In LPC-based speech coding, a differentiation between quasi-periodic impulse-like
excitation signal segments or signal portions, and noise-like excitation signal segments
or signal portions, is made.
[0062] Quasi-periodic impulse-like excitation signal segments, i.e., signal segments having
a specific pitch are coded with different mechanisms than noise-like excitation signals.
While quasi-periodic impulse-like excitation signals are connected to voiced speech,
noise-like signals are related to unvoiced speech.
[0063] Exemplarily, reference is made to Figs. 5a to 5d. Here, quasi-periodic impulse-like
signal segments or signal portions and noise-like signal segments or signal portions
are exemplarily discussed. Specifically, a voiced speech as illustrated in Fig. 5a
in the time domain and in Fig. 5b in the frequency domain is discussed as an example
for a quasi-periodic impulse-like signal portion, and an unvoiced speech segment as
an example for a noise-like signal portion is discussed in connection with Figs. 5c
and 5d. Speech can generally be classified as voiced, unvoiced, or mixed. Time-and-frequency
domain plots for sampled voiced and unvoiced segments are shown in Fig. 5a to 5d.
Voiced speech is quasi periodic in the time domain and harmonically structured in
the frequency domain, while unvoiced speed is random-like and broadband. In addition,
the energy of voiced segments is generally higher than the energy of unvoiced segments.
The short-time spectrum of voiced speech is characterized by its fine and formant
structure. The fine harmonic structure is a consequence of the quasi-periodicity of
speech and may be attributed to the vibrating vocal chords. The formant structure
(spectral envelope) is due to the interaction of the source and the vocal tracts.
The vocal tracts consist of the pharynx and the mouth cavity. The shape of the spectral
envelope that "fits" the short time spectrum of voiced speech is associated with the
transfer characteristics of the vocal tract and the spectral tilt (6 dB /Octave) due
to the glottal pulse. The spectral envelope is characterized by a set of peaks which
are called formants. The formants are the resonant modes of the vocal tract. For the
average vocal tract there are three to five formants below 5 kHz. The amplitudes and
locations of the first three formants, usually occurring below 3 kHz are quite important
both, in speech synthesis and perception. Higher formants are also important for wide
band and unvoiced speech representations. The properties of speech are related to
the physical speech production system as follows. Voiced speech is produced by exciting
the vocal tract with quasi-periodic glottal air pulses generated by the vibrating
vocal chords. The frequency of the periodic pulses is referred to as the fundamental
frequency or pitch. Unvoiced speech is produced by forcing air through a constriction
in the vocal tract. Nasal sounds are due to the acoustic coupling of the nasal tract
to the vocal tract, and plosive sounds are produced by abruptly releasing the air
pressure which was built up behind the closure in the tract.

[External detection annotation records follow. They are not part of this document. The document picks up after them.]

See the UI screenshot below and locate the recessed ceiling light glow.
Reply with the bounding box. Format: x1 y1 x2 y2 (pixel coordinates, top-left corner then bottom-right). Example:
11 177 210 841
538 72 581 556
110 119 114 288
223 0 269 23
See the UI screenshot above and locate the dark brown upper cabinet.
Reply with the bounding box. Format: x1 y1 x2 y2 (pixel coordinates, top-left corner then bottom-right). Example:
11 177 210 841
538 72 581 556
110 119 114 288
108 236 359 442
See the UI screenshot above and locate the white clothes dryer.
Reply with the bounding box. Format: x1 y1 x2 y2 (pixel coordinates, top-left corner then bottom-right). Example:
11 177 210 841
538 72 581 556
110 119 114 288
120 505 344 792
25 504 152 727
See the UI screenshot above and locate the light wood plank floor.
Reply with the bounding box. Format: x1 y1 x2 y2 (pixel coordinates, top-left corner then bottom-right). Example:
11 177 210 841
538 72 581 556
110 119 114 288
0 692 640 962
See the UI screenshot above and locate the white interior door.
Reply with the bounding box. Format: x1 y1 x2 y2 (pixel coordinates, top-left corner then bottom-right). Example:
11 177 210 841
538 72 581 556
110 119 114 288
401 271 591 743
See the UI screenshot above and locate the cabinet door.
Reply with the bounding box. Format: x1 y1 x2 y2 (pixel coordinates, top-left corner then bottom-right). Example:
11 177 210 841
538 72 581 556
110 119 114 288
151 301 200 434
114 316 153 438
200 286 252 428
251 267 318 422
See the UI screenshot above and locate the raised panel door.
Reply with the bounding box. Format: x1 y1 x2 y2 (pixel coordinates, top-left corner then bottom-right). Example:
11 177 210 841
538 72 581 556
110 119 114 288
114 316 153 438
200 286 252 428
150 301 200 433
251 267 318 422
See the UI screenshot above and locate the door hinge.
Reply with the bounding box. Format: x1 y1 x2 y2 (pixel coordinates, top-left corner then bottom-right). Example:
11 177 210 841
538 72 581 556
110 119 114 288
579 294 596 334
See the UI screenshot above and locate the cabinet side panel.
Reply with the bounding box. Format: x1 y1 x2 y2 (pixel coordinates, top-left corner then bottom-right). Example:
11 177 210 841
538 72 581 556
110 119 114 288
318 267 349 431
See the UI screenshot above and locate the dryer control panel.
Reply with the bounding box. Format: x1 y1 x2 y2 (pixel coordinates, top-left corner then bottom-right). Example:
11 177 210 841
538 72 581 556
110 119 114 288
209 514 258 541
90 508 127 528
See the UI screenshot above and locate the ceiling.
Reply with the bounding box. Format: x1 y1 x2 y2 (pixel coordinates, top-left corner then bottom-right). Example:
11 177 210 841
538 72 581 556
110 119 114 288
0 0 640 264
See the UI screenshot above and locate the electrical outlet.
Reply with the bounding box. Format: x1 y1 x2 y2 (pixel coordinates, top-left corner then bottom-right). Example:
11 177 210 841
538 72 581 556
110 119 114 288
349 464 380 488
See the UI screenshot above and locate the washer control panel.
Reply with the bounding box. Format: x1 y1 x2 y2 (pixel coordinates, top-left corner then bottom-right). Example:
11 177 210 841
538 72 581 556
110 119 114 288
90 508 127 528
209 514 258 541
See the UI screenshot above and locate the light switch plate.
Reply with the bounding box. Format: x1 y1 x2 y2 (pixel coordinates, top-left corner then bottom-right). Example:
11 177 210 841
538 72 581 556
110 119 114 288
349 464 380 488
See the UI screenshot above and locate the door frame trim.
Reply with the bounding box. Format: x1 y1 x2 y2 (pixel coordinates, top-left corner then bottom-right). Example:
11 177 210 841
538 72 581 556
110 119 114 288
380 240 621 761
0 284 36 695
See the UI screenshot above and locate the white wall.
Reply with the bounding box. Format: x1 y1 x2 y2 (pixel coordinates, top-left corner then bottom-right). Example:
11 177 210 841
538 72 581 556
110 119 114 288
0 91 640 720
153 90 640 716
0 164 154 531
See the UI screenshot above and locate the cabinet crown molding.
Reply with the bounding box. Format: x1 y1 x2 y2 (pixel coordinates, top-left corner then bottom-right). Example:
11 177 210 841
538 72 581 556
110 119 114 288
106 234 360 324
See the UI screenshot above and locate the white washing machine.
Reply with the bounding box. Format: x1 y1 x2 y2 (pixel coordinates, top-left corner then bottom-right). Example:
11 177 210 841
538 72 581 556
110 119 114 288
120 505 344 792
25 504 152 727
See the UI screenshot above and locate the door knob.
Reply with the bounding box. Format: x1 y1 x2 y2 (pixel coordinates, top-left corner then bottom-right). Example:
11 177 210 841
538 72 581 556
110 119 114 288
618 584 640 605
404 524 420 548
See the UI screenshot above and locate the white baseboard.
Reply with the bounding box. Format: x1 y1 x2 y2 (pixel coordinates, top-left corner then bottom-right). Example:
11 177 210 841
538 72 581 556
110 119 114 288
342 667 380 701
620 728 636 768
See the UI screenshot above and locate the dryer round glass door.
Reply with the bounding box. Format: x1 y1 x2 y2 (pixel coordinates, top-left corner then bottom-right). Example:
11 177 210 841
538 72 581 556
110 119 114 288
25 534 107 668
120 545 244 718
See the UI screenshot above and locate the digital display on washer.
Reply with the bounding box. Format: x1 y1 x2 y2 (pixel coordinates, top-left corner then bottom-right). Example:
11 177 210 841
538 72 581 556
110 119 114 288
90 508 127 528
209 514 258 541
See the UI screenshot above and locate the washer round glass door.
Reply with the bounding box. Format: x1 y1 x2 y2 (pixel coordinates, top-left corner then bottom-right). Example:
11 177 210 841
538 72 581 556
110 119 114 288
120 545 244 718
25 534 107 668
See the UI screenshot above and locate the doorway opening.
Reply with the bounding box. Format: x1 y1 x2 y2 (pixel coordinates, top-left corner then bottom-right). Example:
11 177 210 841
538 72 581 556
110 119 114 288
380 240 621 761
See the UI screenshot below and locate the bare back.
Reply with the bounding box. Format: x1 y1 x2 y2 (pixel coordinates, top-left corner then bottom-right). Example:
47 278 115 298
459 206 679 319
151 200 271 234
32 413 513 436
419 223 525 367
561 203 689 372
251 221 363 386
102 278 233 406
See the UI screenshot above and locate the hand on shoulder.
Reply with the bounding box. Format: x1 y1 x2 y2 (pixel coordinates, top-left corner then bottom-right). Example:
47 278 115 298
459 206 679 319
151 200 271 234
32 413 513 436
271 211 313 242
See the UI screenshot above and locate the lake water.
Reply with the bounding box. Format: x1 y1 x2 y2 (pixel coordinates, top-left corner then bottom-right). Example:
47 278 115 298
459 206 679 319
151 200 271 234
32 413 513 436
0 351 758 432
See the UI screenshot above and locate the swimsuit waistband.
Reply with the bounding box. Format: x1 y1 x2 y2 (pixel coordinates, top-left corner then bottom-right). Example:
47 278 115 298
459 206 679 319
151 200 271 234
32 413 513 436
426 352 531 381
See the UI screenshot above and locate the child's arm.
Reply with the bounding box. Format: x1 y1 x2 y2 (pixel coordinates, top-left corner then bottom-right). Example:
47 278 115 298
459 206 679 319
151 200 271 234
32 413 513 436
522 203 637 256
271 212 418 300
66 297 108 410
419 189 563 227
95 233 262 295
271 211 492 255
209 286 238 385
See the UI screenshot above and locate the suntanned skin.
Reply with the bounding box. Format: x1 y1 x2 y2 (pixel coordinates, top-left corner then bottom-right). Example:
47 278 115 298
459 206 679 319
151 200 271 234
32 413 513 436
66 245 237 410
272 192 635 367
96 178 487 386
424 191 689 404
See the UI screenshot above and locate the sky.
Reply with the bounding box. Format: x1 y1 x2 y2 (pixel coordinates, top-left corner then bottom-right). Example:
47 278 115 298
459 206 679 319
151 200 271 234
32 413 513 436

[0064] Thus, a noise-like portion of the audio signal does not show an impulse-like time-domain
structure nor harmonic frequency-domain structure as illustrated in Fig. 5c and in
Fig. 5d, which is different from the quasi-periodic impulse-like portion as illustrated
for example in Fig. 5a and in Fig.5b. As will be outlined later on, however, the differentiation
between noise-like portions and quasi-periodic impulse-like portions can also be observed
after a LPC for the excitation signal. The LPC is a method which models the vocal
tract and extracts from the signal the excitation of the vocal tracts.
[0065] Furthermore, quasi-periodic impulse-like portions and noise-like portions can occur
in a timely manner, i.e., which means that a portion of the audio signal in time is
noisy and another portion of the audio signal in time is quasi-periodic, i.e. tonal.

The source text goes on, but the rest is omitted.